3. People will claim it's unfair or discriminatory, but the plain fact of the matter is if you weigh more you need more fuel to carry. I can't see anybody actually implementing it though, for a start you'd presumably have to individually weigh every passenger at check in, otherwise a system of people providing their own weights is open to abuse.

What I find unfair is that if my luggage is 1 kg over the limit I get charged a ridiculous levy, but it completely ignores the fact I'm at least 10 kg lighter than the average person. In fact, there are a significant amount of people on the plane who will weigh more by themselves than me and my luggage put together!

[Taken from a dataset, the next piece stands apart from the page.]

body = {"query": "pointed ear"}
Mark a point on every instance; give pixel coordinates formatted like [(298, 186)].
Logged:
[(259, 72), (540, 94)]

4. ## Re: Economists suggests airlines start charging for our weight

The people who run airlines must want to run out of business. They see a decrease in business because of stupid fees that are meant to make a gimmick buck for them.
Then they start getting less business and the flights are emptier and they need to make money to keep the business operating...hmmmm....lets charge people by the pound...hmmm...stupid people I tell ya...

When are they gonna start building bullet trains in the US? It seems like it would be a more greener, economical way to travel throughout the country.

5. I don't see that working very well in the long run.

6. In theory, I like this. If I bring an extra 150 pounds of luggage beyond my carry-on and personal item, I get charged for them. Why should someone else get to bring 150 pounds of body weight more than me for free? Both require the plane use the same amount of extra fuel.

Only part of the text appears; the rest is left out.